But what is a Neural Network? | Deep learning, chapter 1
From the video, I have learned:
Neural network inspired by the brain as the name suggests. It is the purest form of learning in which it recognizes the handwritten digits which are done by a computer system that uses a network of functions that understand and translate into another form. It involves learning and some mathematical formulas to get the desired output.
The neural network is used in many real-life problems, including speech recognition, image recognition etc. This video covers the process of image recognition.
Algorithm:
The example shown in the video has:
- A bunch of neurons which holds a matrix of 28*28 pixels as input image which has 784 neurons.
- Each neuron holds a value of grayscale of the corresponding pixel. Range of the value is between 0 – 1. 0 means pixel is black, one means pixel is white.
- There is a three layer system in a structured layer form. Each layer consists of neurons. The first layer has 789, the second and third layer has 16 neurons. The second layer shows the edges and third layer shows the patterns like loops and lines, at last, all piece together and recognize the image.
- It uses a formula which involves activation pixel from each layer, WeightWeight which shows the connection between the layer and bias, which is used to know how high WeightWeight needs to be before activation. By applying formula, we get 13,002 parameters of total weights and bias.
- It is a function which takes input as an activation pixel between 0 -1 and spits out ten numbers as an output using the layers. In between layers are called hidden layers.
Gradient descent, how neural networks learn | Deep learning, chapter 2
In the video, I have learned how the gradient descent is, how it works
Gradient descent:
It is used to minimize the cost of the function as far as possible by finding the values of the function’s parameters. Firstly it starts with defining the initial parameters, and then it uses calculus to adjust the values to minimize the cost of the function.
So for cost-effective gradient function, we use some steps to reduce the cost. Based on the training examples gradient is nudged all of that weights and biased because of the fastest change of the value of the cost function. Cost Function involves an average of all the training data.
Consider, Gradient as a slope of the function, higher the Gradient, steeper the slope is which results learning of the model is fast. The slope should not be zero, because the learning will become zero. Here matters is the direction and how steep the slope is, and then repeat that over and over again.
Find which weights and bias minimize a specific cost function:
- Take the output that the network gives and take the output which is expected from the network.
- Add up all the squares and then find the difference between each of the component.
- Repeat this for all the training set and then find the average of the results.
- Now, results give the total cost of the network, we want the negative Gradient of the cot function, which shows how to make changes in all the weights and bias for all the connections to find the most efficient cost for the network
It is not familiar with the new handwritten images, as the data which is providing to the training set is already trained so well, so every time the new image came which is not trained it will give a false result.
Question 3:
Backpropagation algorithm performs a backward pass while focusing on adjustment of the model’s parameters like weights and bias.

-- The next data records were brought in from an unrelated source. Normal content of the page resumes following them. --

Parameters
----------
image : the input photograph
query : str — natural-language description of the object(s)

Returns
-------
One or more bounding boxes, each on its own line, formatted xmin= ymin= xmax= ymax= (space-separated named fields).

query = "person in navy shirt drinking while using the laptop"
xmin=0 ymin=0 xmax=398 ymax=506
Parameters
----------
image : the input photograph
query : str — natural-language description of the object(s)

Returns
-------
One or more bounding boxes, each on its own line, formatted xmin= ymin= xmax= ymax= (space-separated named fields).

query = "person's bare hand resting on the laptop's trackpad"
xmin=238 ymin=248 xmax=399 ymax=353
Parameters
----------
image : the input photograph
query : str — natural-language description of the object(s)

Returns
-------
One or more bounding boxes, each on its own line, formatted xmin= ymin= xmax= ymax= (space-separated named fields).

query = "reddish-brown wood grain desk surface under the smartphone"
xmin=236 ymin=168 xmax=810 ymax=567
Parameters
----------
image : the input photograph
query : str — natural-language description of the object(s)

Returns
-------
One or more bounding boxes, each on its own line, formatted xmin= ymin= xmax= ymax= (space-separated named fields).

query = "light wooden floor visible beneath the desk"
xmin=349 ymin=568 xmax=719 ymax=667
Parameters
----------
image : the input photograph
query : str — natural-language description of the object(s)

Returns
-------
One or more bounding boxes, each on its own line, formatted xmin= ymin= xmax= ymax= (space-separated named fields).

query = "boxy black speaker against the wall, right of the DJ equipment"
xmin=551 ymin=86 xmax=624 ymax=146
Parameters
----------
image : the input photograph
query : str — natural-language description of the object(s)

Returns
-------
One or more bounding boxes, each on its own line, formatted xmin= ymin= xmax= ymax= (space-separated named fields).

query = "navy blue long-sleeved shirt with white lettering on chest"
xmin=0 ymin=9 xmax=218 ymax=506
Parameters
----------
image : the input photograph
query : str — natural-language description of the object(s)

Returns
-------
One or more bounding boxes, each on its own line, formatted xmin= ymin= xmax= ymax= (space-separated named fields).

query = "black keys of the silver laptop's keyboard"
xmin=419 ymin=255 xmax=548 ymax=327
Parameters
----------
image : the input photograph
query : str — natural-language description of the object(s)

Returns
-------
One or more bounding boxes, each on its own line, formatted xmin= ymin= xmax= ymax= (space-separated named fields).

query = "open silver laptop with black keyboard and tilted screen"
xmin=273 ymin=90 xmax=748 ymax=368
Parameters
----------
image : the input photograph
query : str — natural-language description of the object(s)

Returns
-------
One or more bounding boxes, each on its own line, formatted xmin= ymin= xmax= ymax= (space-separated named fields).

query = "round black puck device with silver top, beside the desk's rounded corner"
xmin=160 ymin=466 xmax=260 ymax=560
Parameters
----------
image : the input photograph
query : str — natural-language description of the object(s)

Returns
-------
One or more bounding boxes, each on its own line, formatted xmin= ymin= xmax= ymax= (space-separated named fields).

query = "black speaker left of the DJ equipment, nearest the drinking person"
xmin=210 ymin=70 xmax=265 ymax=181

In this video, we have learned how the algorithm works and make little adjustments for getting the layers in top of each other. It has taken an example of a training dataset of image 2. Through this example, he has explained:
- Let us assume that the training dataset is not well trained and has an output as 0.5, 0.2,0,1 instead of 5, 2, 1. Next, it cannot make changes in the activation function directly.

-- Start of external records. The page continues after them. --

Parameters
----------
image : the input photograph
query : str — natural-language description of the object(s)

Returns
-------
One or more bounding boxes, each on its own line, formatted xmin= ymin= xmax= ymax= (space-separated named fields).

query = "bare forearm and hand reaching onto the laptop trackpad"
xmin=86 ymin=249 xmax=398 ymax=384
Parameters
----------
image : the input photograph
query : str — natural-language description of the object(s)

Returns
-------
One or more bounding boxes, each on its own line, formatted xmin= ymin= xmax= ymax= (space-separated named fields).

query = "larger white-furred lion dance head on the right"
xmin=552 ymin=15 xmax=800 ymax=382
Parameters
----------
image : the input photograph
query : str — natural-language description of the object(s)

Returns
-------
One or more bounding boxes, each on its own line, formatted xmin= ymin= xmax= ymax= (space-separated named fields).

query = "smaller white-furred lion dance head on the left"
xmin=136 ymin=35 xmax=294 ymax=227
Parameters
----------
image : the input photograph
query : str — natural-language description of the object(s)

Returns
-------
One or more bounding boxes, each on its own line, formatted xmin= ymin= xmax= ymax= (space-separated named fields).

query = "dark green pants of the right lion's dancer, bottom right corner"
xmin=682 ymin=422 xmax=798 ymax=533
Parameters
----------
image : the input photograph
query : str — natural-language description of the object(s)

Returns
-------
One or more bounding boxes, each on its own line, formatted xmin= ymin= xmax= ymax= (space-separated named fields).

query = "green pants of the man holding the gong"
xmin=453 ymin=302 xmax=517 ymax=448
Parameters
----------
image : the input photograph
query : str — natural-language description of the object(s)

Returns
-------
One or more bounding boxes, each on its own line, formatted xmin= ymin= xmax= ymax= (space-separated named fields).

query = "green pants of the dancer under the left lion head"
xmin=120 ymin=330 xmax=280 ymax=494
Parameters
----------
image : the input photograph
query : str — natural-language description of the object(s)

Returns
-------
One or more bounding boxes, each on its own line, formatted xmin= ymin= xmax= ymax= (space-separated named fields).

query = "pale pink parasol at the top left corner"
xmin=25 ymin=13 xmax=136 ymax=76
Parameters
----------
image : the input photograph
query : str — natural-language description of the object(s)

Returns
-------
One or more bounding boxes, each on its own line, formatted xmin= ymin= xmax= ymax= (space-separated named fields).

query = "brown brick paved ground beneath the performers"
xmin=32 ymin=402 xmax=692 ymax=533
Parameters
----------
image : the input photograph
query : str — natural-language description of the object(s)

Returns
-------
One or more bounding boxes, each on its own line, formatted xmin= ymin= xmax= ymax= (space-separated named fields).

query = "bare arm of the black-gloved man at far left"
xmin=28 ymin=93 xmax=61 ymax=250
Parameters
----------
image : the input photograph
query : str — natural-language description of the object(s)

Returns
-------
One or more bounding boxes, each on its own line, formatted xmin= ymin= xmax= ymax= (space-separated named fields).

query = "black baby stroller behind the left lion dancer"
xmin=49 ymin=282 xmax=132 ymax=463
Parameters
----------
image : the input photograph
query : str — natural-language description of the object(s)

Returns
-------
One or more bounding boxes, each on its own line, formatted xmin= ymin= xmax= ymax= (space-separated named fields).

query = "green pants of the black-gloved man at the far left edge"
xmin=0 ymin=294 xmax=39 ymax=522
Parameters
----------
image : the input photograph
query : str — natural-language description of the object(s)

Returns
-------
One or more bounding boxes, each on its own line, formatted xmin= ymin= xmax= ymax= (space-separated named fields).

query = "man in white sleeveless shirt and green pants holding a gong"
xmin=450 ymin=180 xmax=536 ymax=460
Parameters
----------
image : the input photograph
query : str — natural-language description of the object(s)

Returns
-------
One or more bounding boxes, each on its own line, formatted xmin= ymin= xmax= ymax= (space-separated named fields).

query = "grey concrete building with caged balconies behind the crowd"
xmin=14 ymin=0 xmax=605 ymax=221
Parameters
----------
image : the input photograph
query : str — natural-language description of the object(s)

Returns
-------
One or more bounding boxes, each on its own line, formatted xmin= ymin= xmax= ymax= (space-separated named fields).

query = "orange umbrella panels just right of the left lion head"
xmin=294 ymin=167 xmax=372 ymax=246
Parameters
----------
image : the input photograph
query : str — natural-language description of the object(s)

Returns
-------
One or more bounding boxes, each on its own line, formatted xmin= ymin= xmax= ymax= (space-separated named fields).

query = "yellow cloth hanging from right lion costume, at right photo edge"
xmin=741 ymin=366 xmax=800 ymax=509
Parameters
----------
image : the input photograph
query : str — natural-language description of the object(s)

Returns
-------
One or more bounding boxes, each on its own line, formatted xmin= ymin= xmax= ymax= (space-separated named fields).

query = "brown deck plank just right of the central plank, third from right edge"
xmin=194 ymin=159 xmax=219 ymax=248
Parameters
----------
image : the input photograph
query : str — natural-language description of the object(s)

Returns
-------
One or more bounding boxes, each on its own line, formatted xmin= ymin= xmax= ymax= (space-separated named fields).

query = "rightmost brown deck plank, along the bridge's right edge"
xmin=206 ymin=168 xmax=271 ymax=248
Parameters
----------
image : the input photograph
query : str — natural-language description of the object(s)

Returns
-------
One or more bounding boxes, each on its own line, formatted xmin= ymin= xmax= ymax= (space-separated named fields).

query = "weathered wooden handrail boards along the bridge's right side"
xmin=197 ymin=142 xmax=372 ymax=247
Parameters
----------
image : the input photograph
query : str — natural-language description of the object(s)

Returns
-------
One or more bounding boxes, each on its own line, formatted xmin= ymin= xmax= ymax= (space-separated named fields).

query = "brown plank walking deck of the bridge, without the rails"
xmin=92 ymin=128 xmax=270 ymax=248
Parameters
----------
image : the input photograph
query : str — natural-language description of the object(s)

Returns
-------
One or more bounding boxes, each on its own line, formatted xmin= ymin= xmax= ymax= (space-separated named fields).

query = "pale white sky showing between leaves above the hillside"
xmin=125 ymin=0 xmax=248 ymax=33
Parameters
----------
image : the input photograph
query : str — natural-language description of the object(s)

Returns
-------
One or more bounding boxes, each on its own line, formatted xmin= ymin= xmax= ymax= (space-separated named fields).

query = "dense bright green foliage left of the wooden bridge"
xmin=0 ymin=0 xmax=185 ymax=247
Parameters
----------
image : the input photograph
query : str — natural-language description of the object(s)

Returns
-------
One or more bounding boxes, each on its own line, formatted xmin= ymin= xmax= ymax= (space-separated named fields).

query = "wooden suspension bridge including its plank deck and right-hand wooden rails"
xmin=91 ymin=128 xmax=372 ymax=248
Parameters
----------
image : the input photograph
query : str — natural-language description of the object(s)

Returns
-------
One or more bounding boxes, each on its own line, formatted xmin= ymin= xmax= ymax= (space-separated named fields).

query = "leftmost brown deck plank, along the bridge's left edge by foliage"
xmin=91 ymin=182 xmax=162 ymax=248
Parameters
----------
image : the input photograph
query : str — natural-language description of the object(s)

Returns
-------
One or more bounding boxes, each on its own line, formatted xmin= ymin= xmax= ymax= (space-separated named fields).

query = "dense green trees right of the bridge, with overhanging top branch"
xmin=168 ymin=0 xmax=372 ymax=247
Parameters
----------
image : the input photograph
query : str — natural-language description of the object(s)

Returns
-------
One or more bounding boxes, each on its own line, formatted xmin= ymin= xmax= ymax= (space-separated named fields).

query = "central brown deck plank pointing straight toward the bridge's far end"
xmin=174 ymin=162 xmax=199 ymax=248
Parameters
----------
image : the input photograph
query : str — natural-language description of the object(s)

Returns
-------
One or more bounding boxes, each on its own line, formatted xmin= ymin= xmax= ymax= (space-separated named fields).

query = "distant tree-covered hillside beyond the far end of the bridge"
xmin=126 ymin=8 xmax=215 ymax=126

- So in training dataset of 2, we want this set to be nudged up, rest all nudged down.
- Now we want the increase in the activation of neurons of the previous layer so to carry out this, needs to change the value of WeightWeight and bias because they are responsible for the most significant effect in form for the brightness of activation neuron. Strength of connection between layers depends on the WeightWeight of the neuron.
- Once we have all the list of nudges, then we can apply it to all the layers in recursively to relevant WeightWeight and bias which tells about the values, repeating this in the backward direction.
- A correct gradient descent step is involved in all the training examples and then calculating the average of the desired changes that it gets as an output. However, then it is slow. So then it randomly divides the sub-data to mini-batches which will then results in low-cost function, which means it is an excellent example of training data.